Scikit learn already supports one class classification with Support Vector Machines with the OneClassSVM class. This will be very useful for the task at hand and should be evaluated with some simple techniques.

MichaelAquilina commented 10 years ago

Till now one class learning is proving to be very unaccurate but this could be due to the fact that the parameters being chosen are not ideal. In addition to this, it is possible that a larger amount of data would be required to provide better accuracy.

MichaelAquilina commented 10 years ago

Resouces:

MichaelAquilina commented 10 years ago

OneClassSVM is based on Sckolkopfs hyperplane solution. This is probably not ideal and why you are not getting very good results. Tax and Duin's extension improves this notation by trying to enclose all training data within a hypersphere. This technique is called "Support Vector Data Description" (SVDD). Unfortunately, this is not implemented in the sklearn package.

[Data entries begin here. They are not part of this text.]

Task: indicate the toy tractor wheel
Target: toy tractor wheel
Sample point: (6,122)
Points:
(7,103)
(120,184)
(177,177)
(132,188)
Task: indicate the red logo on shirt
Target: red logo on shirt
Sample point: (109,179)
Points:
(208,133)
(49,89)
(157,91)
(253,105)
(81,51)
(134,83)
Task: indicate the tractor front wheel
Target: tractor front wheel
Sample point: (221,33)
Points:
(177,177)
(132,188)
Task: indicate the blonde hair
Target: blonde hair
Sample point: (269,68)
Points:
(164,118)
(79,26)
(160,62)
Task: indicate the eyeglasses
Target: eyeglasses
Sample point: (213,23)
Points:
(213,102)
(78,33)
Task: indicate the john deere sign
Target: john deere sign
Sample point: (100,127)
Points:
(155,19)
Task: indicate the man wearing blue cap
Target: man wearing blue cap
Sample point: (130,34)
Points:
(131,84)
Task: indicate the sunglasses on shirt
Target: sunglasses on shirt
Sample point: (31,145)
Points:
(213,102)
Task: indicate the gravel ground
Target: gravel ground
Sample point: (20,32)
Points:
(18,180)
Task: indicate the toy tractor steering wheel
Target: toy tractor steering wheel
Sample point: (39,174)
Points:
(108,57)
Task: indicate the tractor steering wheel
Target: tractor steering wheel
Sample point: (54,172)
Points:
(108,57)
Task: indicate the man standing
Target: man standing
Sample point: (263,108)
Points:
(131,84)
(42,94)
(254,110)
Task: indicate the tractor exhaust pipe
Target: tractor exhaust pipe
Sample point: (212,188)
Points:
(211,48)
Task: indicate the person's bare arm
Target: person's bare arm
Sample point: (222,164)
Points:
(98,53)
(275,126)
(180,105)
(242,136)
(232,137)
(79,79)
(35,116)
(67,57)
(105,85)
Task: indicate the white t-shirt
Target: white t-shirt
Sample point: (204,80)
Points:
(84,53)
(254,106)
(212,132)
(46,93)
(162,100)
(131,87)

MichaelAquilina commented 10 years ago

Todo list for implementaiton of SVDD in python:

This is if you decide to implement SVDD as an alternative to OneClassSVM

MichaelAquilina commented 10 years ago

Accuracy problem with OneClassSVM (and potentially SVDD) is probably due to the fact that we are working with extremely high dimensional data. See this stackoverflow post for a discussion on why.

MichaelAquilina commented 10 years ago

subreddit=python

OneClassSVM(nu=0.001, kernel='linear') ~88% accuracy OneClassSVM(nu=0.01, kernel='linear') ~86% accuracy OneClassSVM(nu=0.05, kernel='linear') ~83% accuracy OneClassSVM(nu=0.1, kernel='linear') ~80% accuracy OneClassSVM(nu=0.4, kernel='linear') ~60% accuracy OneClassSVM(nu=0.9, kernel='linear') ~0.9% accuracy

Please note that the results above are only evaluating on positive datasets. Later tests have shown that setting nu to such a low value results in very very bad performance results on classifying negative data

In general, smaller nu leads to greater accuracy for positive examples but this is extremely biased evaluation because we are not considering any negative data.

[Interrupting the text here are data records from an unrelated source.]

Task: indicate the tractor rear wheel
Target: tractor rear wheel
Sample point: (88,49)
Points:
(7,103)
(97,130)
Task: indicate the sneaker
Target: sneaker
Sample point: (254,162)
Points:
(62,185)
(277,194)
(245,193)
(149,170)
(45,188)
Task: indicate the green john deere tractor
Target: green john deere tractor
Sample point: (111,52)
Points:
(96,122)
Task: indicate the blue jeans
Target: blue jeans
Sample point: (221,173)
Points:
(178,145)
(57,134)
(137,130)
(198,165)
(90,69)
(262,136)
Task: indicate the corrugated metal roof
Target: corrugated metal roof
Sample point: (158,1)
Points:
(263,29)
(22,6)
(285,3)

MichaelAquilina commented 10 years ago

Interesting to note that aggressive pruning seems to improve ML performance for one class classification.

This suggests that the dimensional of the document representation should be kept to a minimum. Additional techniques such as ignoring numbers and conflating domains could possibly help performance.

Once again, this observation is slightly biased because no negative data is being considered for the evaluation of accuracy at this stage.

MichaelAquilina commented 10 years ago

Initial tests show that low nu shows very very bad performance (<1%) for negative examples during evaluation.

MichaelAquilina commented 10 years ago

Another alternative to consider is PU Learning which allows the adaption of supervised learning techniques to work with "one class" data sets.

MichaelAquilina commented 10 years ago

One Class Clustering Idea

Is it possible to somehow solve this problem through some form of clustering? The notion of distance can be used to determine how "alike" two document vectors are. The training data can be used to generate an examplar instance as a combination of all the data points. The maximum (or mean) distance from each training instance to the examplar can be used to describe a hypersphere around the cluster. New instances can then be classified as outliers or inliers based on whether their distance to the examplar value is smaller or larger than the radius generated during training.

MichaelAquilina commented 10 years ago

You should also try giving some importance to PEBL (Positive Example Based Learning) which is very similiar to the problem you are trying to tackle and looks very promising.

MichaelAquilina commented 10 years ago

From what I can tell, TILL NOW generating negative data from the alternative subreddits seems to be performing - ok. Need to perform further tests to validate this but it is a promising approach. Hopefully the use of NLP techniques (wikipedia / wordnet) will improve ML performance.